Thierry Crouzet

Le yin et le yang

Je ne suis pas aussi rationnel que vous le croyez. Il m’est arrivé de connaître des expériences spirituelles spontanées. Dans ces moments de conscience, j’ai eu l’impression d’être connecté à toutes choses. J’ai perçu l’interdépendance générale et j’ai compris le ridicule schématisme des modèles hiérarchiques. Mais je me suis gardé d’interpréter mes expériences en invoquant une force divine ou mystérieuse.

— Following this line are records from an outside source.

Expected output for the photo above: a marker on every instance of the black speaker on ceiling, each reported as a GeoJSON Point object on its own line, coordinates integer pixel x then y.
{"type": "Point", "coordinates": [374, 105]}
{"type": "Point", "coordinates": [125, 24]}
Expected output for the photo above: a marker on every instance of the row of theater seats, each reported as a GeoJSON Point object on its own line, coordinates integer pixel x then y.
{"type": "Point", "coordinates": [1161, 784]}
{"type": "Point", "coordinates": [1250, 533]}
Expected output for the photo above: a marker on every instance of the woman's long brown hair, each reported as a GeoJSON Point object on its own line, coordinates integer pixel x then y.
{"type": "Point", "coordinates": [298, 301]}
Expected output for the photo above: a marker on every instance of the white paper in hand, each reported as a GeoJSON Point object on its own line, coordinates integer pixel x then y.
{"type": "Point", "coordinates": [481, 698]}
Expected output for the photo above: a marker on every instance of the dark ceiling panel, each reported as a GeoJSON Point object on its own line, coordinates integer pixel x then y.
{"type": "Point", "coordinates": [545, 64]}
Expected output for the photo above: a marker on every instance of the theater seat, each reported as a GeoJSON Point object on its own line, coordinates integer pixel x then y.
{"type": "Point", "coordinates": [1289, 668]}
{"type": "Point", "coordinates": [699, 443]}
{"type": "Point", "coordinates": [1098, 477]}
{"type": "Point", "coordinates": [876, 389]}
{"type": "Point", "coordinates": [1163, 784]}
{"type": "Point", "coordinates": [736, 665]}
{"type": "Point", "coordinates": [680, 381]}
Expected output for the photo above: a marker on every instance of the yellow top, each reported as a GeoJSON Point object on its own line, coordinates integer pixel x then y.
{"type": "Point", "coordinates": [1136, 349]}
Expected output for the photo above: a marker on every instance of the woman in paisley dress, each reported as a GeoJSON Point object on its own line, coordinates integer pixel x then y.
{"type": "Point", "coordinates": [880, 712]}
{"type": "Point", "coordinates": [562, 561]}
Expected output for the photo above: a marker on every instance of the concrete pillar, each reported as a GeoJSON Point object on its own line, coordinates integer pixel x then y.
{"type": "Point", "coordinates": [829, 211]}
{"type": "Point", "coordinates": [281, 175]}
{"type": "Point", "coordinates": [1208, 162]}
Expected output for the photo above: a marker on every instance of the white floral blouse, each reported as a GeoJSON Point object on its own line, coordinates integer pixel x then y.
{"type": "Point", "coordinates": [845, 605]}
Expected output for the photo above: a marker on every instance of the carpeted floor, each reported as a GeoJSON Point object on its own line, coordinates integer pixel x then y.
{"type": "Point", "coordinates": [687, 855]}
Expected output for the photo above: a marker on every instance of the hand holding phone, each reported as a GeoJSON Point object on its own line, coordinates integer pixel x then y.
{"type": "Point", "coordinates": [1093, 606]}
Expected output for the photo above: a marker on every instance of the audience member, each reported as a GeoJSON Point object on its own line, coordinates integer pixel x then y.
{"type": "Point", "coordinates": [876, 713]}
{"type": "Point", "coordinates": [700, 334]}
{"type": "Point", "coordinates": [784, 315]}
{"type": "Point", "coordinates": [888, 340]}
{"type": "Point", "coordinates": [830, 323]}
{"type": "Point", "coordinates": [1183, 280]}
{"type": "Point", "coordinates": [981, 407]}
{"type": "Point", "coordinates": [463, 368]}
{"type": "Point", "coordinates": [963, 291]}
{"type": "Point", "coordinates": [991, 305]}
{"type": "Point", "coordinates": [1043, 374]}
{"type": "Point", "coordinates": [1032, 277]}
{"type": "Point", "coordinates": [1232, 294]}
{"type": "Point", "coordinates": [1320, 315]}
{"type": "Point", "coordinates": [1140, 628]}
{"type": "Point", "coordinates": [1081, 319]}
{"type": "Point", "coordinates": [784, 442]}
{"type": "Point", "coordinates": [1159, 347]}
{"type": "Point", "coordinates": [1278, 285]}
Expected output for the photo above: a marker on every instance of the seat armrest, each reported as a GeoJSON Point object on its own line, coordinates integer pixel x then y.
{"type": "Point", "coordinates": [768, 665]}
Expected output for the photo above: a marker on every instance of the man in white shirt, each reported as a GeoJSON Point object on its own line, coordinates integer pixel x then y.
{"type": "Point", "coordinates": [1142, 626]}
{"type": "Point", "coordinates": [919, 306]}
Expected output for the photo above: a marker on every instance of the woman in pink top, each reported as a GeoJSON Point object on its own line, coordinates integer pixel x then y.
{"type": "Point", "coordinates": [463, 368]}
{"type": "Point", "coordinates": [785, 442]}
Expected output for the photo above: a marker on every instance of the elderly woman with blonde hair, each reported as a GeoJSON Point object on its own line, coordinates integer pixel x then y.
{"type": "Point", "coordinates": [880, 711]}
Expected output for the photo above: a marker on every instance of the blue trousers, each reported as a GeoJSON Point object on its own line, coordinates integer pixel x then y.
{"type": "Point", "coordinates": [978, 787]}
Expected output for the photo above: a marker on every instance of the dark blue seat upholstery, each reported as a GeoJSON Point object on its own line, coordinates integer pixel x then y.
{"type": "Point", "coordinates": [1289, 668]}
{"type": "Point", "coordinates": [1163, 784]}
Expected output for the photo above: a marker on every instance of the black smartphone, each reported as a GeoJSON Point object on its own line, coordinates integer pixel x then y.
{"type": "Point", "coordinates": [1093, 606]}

Quand Sri Aurobindo connaît des expériences spontanées puis quand il les renouvelle grâce au yoga, il dit communier avec le divin. Je suis plus terre-à-terre. Ce que je vois, ce que je sens, ce que j’éprouve, c’est l’interdépendance qui entraîne toutes les choses.

Je ne cherche pas une explication rationnelle à tout prix. Je dis ce que je vois comme Aurobindo dit ce qu’il voit. Mais nous ne voyons pas du tout la même chose. Alors sans doute a-t-il connu des expériences plus profondes que moi mais je ne suis pas sûr que ce soit l’explication. Certains ont un biais vers le surnaturel, d’autres n’en ont pas.

Par exemple, je pense que nous ne pouvons pas prévoir l’avenir. Il ne me viendrait donc pas à l’idée que l’expérience spirituelle me révèle quoi que ce soit sur le futur, ou même un quelconque sens de l’histoire. Le sens, c’est celui que nous donnons. Il n’y pas un sens qui s’impose à nous mais une infinité de sens que nous nous imposons. La nuance est gigantesque.

Ma façon de penser ne me protège pas de la croyance. J’ai par exemple l’intuition très floue qu’un contenant peut être inclus dans son propre contenu. Ce qu’illustre à mon sens le symbole du yin et du yang.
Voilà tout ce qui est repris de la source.